Texas man who confessed to killing 5 set to die
Today’s news from the Associated Press was selected by Media Writing student Stacy Haigler.
By Michael Graczyk, Associated Press —
HUNTSVILLE, Texas — A man who confessed to killing five people during a six month crime spree in a southeastern Texas port city 15 years ago is scheduled for execution Wednesday in the fatal shooting of a firefighter.
Elroy Chester killed Willie Ryman III in February 1998. Ryman, a decorated Port Arthur firefighter, interrupted Chester as he sexually assaulted Ryman’s two teenage nieces during a break-in at their home. Chester, who was on probation at the time, was arrested soon after and subsequently pleaded guilty to killing the 38-year-old firefighter.
“He’s just a scary guy,” Paul McWilliams, one of the trial prosecutors, recalled of Chester last week. “He was just dead set on doing what he was doing, and he got away with it for a long time.”
DNA evidence tied Chester to the rapes. Ballistics tests matched his gun to the slayings of Ryman and four others; the gun was stolen in one of 25 burglaries in Port Arthur attributed to Chester.

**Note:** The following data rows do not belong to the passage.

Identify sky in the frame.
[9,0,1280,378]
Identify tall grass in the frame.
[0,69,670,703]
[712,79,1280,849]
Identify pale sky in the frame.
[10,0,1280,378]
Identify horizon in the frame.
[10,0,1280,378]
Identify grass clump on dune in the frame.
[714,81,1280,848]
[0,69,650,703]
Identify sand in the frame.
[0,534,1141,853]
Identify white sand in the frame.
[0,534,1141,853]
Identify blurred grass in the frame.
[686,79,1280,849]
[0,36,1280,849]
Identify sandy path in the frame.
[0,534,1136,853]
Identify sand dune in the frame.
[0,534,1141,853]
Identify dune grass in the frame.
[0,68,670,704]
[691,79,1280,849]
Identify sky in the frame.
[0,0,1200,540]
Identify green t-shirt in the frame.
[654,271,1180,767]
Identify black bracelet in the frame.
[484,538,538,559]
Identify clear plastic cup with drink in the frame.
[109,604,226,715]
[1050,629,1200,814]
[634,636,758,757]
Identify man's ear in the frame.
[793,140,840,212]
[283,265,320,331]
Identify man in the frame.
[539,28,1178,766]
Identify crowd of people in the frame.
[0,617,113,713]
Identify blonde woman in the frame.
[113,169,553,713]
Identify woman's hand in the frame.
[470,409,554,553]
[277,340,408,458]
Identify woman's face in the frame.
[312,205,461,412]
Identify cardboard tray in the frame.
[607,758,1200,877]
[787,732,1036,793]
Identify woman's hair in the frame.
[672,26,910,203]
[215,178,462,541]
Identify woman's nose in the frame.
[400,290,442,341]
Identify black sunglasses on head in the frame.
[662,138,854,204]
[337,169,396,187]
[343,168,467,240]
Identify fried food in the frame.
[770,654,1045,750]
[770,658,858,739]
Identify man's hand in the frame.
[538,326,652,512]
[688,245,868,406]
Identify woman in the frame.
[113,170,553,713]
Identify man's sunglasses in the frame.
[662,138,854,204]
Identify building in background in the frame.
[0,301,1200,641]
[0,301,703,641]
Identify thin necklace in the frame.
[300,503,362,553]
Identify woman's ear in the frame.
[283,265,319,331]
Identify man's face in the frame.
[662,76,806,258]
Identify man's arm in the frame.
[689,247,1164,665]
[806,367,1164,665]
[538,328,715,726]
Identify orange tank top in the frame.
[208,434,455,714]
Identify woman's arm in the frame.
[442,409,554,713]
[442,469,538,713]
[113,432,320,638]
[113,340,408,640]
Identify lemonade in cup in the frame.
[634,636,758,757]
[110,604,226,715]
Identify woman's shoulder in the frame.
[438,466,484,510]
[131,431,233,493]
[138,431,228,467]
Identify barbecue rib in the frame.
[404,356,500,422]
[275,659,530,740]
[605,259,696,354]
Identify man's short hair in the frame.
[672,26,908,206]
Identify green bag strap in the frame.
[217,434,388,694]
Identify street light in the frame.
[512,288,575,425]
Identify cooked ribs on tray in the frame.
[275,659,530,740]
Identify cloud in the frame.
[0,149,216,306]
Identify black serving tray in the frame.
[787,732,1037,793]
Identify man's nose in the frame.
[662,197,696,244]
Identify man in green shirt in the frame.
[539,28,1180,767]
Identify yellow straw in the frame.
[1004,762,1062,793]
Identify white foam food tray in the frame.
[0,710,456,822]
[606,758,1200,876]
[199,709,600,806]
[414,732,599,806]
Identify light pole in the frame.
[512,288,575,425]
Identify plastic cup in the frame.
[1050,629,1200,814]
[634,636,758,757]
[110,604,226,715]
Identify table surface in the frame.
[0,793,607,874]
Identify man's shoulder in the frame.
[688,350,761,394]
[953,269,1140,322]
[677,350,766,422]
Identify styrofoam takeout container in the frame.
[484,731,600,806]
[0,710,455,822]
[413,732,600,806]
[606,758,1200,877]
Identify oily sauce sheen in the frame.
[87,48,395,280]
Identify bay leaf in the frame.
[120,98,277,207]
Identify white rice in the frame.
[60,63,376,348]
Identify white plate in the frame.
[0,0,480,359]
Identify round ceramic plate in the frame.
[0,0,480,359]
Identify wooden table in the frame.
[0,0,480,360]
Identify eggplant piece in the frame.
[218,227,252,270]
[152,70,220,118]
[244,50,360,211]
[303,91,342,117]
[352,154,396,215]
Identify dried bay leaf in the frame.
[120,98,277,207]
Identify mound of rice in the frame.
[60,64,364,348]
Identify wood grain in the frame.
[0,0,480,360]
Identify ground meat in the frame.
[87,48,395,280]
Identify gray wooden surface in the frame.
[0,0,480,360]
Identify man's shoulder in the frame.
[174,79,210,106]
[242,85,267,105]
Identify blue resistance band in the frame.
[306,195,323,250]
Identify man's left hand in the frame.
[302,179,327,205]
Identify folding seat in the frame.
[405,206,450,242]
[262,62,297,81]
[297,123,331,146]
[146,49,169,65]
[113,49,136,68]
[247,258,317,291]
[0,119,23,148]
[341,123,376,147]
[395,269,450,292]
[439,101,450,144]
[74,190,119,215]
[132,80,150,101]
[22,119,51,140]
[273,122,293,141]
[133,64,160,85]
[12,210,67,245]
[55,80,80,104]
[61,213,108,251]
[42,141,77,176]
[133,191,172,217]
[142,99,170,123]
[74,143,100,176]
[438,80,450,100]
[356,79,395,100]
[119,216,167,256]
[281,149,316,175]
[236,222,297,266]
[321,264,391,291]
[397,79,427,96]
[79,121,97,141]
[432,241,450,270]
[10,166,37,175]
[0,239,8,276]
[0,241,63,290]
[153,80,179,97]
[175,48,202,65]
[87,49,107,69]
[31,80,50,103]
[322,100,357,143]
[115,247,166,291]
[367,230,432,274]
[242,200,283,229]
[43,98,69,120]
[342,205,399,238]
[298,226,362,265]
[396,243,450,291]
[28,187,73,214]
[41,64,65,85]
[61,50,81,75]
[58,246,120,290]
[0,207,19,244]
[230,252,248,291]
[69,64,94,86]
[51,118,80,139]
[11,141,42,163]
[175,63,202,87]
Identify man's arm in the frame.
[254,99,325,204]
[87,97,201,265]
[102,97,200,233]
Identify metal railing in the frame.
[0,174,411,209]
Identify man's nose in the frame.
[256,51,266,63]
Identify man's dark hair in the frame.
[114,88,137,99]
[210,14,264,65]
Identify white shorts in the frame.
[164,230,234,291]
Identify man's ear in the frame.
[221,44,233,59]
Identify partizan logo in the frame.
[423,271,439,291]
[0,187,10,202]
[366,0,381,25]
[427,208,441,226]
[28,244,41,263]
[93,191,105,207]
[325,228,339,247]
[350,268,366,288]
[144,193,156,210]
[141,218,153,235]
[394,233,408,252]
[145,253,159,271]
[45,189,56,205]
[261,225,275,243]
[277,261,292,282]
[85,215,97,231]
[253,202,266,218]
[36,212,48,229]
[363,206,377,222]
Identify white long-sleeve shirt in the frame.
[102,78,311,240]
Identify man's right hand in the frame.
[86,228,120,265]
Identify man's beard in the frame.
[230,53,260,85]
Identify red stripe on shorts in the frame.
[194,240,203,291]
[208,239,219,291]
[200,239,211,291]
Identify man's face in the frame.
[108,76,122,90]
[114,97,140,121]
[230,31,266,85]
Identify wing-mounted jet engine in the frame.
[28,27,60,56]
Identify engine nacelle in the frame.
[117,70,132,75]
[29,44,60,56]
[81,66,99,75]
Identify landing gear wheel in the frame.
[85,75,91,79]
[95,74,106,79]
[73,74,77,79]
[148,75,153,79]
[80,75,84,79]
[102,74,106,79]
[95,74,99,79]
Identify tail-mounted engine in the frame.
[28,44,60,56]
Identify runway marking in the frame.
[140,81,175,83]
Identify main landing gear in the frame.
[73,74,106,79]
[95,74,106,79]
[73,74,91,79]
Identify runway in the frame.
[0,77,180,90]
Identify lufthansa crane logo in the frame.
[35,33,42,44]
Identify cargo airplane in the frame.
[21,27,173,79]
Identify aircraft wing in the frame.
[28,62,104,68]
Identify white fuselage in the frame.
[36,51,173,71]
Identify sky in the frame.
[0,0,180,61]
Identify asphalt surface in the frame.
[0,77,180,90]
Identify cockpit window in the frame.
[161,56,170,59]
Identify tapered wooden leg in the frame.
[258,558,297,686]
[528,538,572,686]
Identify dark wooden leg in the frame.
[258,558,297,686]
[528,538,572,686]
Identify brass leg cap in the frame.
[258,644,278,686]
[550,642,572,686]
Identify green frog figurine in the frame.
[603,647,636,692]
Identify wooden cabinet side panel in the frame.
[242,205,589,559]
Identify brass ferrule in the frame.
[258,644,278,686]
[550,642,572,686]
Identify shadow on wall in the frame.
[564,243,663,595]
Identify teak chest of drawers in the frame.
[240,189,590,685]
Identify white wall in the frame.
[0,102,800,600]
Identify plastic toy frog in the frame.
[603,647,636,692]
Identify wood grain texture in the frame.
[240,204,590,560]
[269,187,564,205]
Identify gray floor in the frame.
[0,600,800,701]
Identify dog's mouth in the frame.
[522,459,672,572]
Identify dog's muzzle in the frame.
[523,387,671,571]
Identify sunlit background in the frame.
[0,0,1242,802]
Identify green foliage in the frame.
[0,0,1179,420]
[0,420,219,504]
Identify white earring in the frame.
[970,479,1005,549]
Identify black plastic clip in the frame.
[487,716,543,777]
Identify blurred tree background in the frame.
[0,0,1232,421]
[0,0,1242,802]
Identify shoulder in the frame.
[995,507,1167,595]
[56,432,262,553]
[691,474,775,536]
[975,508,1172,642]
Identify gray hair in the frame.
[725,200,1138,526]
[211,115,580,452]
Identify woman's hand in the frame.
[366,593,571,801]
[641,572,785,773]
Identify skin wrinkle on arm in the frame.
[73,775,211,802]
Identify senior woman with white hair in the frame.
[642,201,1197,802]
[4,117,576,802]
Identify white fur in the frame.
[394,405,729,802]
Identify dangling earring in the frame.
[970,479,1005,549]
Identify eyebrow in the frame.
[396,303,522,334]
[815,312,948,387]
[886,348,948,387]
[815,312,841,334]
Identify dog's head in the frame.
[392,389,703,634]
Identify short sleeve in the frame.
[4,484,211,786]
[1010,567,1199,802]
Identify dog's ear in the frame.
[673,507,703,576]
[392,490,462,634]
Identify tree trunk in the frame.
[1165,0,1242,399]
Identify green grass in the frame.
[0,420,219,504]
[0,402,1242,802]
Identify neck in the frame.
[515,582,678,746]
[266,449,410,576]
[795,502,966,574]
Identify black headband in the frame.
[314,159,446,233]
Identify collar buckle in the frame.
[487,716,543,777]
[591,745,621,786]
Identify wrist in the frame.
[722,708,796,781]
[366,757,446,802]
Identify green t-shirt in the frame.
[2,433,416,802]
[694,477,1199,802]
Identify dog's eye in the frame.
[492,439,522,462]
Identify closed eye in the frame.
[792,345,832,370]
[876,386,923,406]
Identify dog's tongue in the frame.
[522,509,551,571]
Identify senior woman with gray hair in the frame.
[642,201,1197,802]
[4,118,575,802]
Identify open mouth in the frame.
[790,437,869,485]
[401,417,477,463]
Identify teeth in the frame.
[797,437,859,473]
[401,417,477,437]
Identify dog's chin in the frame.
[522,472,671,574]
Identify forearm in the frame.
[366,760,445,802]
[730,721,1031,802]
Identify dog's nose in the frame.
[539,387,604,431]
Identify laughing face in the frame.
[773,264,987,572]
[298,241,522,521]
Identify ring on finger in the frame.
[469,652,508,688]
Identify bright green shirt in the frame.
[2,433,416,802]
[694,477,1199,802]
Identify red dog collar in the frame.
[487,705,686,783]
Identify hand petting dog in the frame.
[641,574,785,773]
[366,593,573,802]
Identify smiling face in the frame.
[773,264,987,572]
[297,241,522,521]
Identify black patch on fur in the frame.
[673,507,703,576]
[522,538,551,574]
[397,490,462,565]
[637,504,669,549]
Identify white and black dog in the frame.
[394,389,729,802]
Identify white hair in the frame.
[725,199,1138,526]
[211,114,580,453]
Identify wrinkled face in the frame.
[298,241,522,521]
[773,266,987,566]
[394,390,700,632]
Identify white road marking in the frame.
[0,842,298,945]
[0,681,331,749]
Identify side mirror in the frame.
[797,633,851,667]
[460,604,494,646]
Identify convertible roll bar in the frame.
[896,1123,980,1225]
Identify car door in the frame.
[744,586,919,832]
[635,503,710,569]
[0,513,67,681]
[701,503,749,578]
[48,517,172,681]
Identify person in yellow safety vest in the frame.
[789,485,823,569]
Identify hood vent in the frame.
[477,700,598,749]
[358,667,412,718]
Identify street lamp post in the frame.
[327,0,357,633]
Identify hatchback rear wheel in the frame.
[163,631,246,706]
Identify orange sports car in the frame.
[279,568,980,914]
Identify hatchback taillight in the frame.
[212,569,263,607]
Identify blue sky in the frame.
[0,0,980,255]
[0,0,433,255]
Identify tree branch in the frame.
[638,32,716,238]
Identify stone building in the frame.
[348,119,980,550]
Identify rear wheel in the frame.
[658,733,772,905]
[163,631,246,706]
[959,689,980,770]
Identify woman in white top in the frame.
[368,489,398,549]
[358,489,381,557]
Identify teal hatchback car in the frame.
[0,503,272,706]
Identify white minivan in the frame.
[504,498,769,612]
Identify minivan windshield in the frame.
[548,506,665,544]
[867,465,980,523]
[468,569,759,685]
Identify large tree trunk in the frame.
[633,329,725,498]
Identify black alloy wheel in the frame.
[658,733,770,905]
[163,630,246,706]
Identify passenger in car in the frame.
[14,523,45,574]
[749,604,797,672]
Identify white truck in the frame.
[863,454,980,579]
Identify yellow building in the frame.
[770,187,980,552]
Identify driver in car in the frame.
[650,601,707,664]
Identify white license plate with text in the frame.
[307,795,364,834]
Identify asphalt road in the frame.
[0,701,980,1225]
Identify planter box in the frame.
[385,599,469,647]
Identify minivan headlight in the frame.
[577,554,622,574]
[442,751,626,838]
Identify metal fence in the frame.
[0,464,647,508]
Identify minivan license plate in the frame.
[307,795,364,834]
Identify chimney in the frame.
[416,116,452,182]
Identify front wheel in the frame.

A jury deliberated 12 minutes before deciding Chester should be put to death.
Chester also confessed to killing 78-year-old John Henry Sepeda and Etta Mae Stallings, 87, during burglaries. He told police he stalked Cheryl DeLeon, 40, then fatally beat her with his gun as she arrived home from work. And he admitted to shooting his 35-year-old brother-in-law, Albert Bolden Jr., in the head.
“It was just a horrible time in Port Arthur when these murders and attempted murders were going on,” McWilliams said.
A federal appeals court on Wednesday refused to halt the punishment, rejecting an appeal from Chester’s lawyers that focused on the conduct of a judge who ruled earlier in Chester’s case.
Judge Edith Jones was in a 2-1 majority two years ago that determined Chester was not mentally impaired and was therefore eligible for execution. Chester’s attorneys argued Jones subsequently displayed bias against Chester when she discussed his case during a February lecture on the death penalty at the University of Pennsylvania law school.
Jones’ remarks in February were not recorded, but attorneys for Chester obtained affidavits from several people who attended and backed an account from a lawyer who described Jones’ “outrage and incredulity” that Chester and others would raise mental impairment claims in their appeals. Orlansky said the comments “infected” Jones’ judgment and called her impartiality into question.
Chester’s attorneys requested a reprieve to give new judges on the case time to study it and the allegations against Jones. They are not contesting his guilt.
The new judicial panel reviewing the arguments Wednesday said it perceived “no injustice, nor any incorrectness.”
Chester would be the seventh convicted killer executed this year in Texas and the 499th since the state resumed carrying out capital punishment in 1982 following a nearly two-decade-long hiatus.
A Dallas woman, Kimberly McCarthy, is scheduled June 26 to become the 500th Texas inmate executed in modern times.